What happened

Shares of China's video game streaming platform operator DouYu International Holdings (DOYU 0.37%) are lower by 14.6% as of midday on Tuesday. The sell-off is in response to reports that its intended merger with the similar game-streaming and esports broadcast service from HUYA (HUYA -2.22%) -- orchestrated by Huya stakeholder Tencent Holdings (TCEHY 0.10%) -- has been blocked by China's antitrust regulators.

So what

Reuters broke the story, naming "people familiar with the matter" as sources. Given the country's recent string of antitrust efforts that similarly impacted China's ride-hailing service, DiDi Global (DIDI -5.15%), down more than 20% today itself, the report is credible.

Game-over screen for a video game.

Image source: Getty Images.

The intended deal was announced last year, with Tencent planning to merge DouYu and HUYA into one entity that would control roughly 80% of China's game-streaming industry according to numbers from MobTech. Such a deal would have cooled expensive competition between the country's two biggest video game streaming and esports services, as well as competition with Tencent's own live-streaming platform, called Penguin.

Now what

For investors, the smart move from here depends on the stock in question.

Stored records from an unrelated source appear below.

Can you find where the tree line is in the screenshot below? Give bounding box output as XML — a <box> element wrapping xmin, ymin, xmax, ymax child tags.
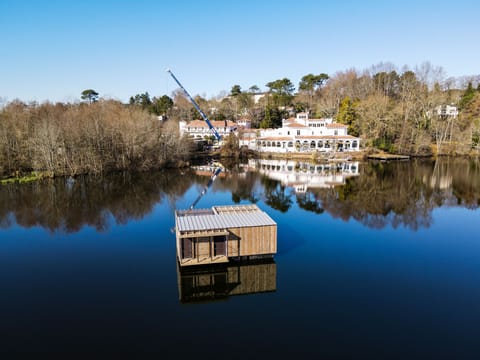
<box><xmin>0</xmin><ymin>62</ymin><xmax>480</xmax><ymax>177</ymax></box>
<box><xmin>162</xmin><ymin>62</ymin><xmax>480</xmax><ymax>155</ymax></box>
<box><xmin>0</xmin><ymin>99</ymin><xmax>191</xmax><ymax>177</ymax></box>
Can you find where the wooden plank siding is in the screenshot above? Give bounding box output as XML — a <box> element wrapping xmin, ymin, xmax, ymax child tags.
<box><xmin>229</xmin><ymin>226</ymin><xmax>277</xmax><ymax>256</ymax></box>
<box><xmin>175</xmin><ymin>205</ymin><xmax>277</xmax><ymax>266</ymax></box>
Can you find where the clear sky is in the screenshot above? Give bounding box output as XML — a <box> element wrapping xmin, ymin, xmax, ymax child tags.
<box><xmin>0</xmin><ymin>0</ymin><xmax>480</xmax><ymax>102</ymax></box>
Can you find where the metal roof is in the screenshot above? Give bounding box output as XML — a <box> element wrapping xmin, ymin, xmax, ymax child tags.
<box><xmin>176</xmin><ymin>210</ymin><xmax>276</xmax><ymax>232</ymax></box>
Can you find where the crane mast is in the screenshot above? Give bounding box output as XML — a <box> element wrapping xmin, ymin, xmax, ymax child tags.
<box><xmin>167</xmin><ymin>69</ymin><xmax>222</xmax><ymax>141</ymax></box>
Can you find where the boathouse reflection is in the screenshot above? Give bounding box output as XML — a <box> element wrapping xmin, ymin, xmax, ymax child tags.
<box><xmin>177</xmin><ymin>259</ymin><xmax>277</xmax><ymax>303</ymax></box>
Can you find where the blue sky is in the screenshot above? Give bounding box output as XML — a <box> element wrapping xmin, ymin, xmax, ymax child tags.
<box><xmin>0</xmin><ymin>0</ymin><xmax>480</xmax><ymax>102</ymax></box>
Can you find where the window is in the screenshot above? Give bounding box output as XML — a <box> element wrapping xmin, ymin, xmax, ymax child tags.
<box><xmin>182</xmin><ymin>238</ymin><xmax>192</xmax><ymax>259</ymax></box>
<box><xmin>213</xmin><ymin>235</ymin><xmax>227</xmax><ymax>256</ymax></box>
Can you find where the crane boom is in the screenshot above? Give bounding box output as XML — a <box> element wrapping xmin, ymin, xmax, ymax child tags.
<box><xmin>167</xmin><ymin>69</ymin><xmax>222</xmax><ymax>141</ymax></box>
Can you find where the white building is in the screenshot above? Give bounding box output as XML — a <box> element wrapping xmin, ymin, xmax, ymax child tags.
<box><xmin>435</xmin><ymin>105</ymin><xmax>458</xmax><ymax>119</ymax></box>
<box><xmin>248</xmin><ymin>113</ymin><xmax>360</xmax><ymax>153</ymax></box>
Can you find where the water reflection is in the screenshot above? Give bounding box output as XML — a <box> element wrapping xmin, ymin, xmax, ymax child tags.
<box><xmin>177</xmin><ymin>259</ymin><xmax>277</xmax><ymax>303</ymax></box>
<box><xmin>0</xmin><ymin>158</ymin><xmax>480</xmax><ymax>232</ymax></box>
<box><xmin>240</xmin><ymin>158</ymin><xmax>480</xmax><ymax>230</ymax></box>
<box><xmin>0</xmin><ymin>170</ymin><xmax>192</xmax><ymax>233</ymax></box>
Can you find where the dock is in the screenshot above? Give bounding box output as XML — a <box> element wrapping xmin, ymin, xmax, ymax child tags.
<box><xmin>175</xmin><ymin>205</ymin><xmax>277</xmax><ymax>266</ymax></box>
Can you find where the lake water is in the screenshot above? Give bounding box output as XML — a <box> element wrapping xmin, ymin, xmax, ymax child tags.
<box><xmin>0</xmin><ymin>159</ymin><xmax>480</xmax><ymax>359</ymax></box>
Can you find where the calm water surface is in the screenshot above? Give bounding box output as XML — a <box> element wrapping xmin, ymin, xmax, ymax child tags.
<box><xmin>0</xmin><ymin>159</ymin><xmax>480</xmax><ymax>358</ymax></box>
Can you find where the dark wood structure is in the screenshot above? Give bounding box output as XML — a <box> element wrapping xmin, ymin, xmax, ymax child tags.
<box><xmin>175</xmin><ymin>205</ymin><xmax>277</xmax><ymax>266</ymax></box>
<box><xmin>177</xmin><ymin>258</ymin><xmax>277</xmax><ymax>303</ymax></box>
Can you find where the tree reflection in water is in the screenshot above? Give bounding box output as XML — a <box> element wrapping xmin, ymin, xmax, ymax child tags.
<box><xmin>0</xmin><ymin>170</ymin><xmax>192</xmax><ymax>233</ymax></box>
<box><xmin>0</xmin><ymin>158</ymin><xmax>480</xmax><ymax>232</ymax></box>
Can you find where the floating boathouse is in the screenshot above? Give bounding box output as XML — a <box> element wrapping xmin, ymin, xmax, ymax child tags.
<box><xmin>175</xmin><ymin>205</ymin><xmax>277</xmax><ymax>266</ymax></box>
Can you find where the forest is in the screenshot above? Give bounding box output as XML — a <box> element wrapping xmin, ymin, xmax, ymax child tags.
<box><xmin>0</xmin><ymin>62</ymin><xmax>480</xmax><ymax>178</ymax></box>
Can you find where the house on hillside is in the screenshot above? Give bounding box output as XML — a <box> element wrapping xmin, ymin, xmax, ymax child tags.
<box><xmin>248</xmin><ymin>112</ymin><xmax>360</xmax><ymax>153</ymax></box>
<box><xmin>179</xmin><ymin>120</ymin><xmax>238</xmax><ymax>140</ymax></box>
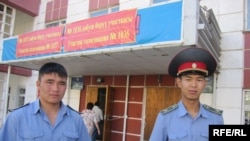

DouYu arguably needed the merger to happen more than HUYA or Tencent did. Given its unlikely chances of panning out now, stepping in after this dip is little more than speculation. Tencent shares are down nearly 4% on Tuesday, as cementing this deal would have effectively offered it complete control of China's online distribution of the esports events and live game streaming market. To the extent live-streaming is a growth engine for the video game industry, Tencent shareholders should at least keep close tabs on what happens from here. As for HUYA, it's affected the least as it was and is profitable -- and growing -- without the merger materializing.